Menacées par l'élévation du niveau des mers, les îles Samoa américaines, les îles Fiji, Tuvalu et les Etats fédérés de Micronésie pourraient perdre progressivement plus de la moitié de leurs forêts de mangrove d'ici la fin du siècle.

Biodiversité  |    |  Carine Seghier Actu-Environnement.com
   
Certaines îles du Pacifique perdront progressivement plus de la moitié de leurs forêts de mangrove d'ici la fin du siècle
   
Selon un nouveau rapport du programme des Nations Unies pour l'environnement (PNUE) publié le 18 juillet dernier, plus de la moitié des mangroves des îles du Pacifique pourrait disparaître d'ici la fin du siècle. En cause : l'élévation du niveau des mers résultant du changement climatique qui risque de submerger de vastes étendues de ces écosystèmes. Il existe de nombreux arguments irréfutables qui soutiennent la lutte contre le changement climatique, indique Achim Steiner, le Directeur exécutif du PNUE. Les menaces auxquelles sont confrontées les mangroves du Pacifique, et donc toutes les terres basses des tropiques, nous donnent une raison de plus d'agir, ajoute-t-il.
Selon le PNUE, ce sont les îles Fiji, Tuvalu et les Etats fédérés de Micronésie qui sont les plus vulnérables à la montée des eaux puisque certaines ne s'élèvent guère à plus de cinq mètres au-dessus de la mer.
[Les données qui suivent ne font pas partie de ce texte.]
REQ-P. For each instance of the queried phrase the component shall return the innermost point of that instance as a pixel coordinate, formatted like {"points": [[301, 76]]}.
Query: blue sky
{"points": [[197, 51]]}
L'étude du PNUE intitulé Les mangroves des îles du Pacifique face à un climat en évolution et la montée des mers* propose une série de recommandations à l'intention des planificateurs de l'aménagement du littoral et notamment la réduction de la pollution d'origine terrestre afin d'améliorer la santé et la résilience des mangroves existantes et la réhabilitation des zones humides, dégradées ou perdues, où l'on trouvait des mangroves. Il faut agir d'urgence afin d'aider les communautés vulnérables à s'adapter à l'élévation déjà observée du niveau de la mer, estime M. Steiner. Kitty Simonds, Directeur exécutif du Conseil de gestion des pêches du Pacifique occidental, ajoute, quant à lui qu'à cause des liens fonctionnels entre les zones humides à mangroves et les autres écosystèmes côtiers, et à cause de leur contribution importante à la production halieutique à proximité des côtes, les gouvernements et les communautés locales des îles du Pacifique doivent impérativement agir maintenant.
Le rapport note qu'il est également possible, le long de certaines sections du littoral des îles du Pacifique, d'éloigner les infrastructures et les aménagements de la côte afin de permettre aux mangroves de se répandre plus à l'intérieur.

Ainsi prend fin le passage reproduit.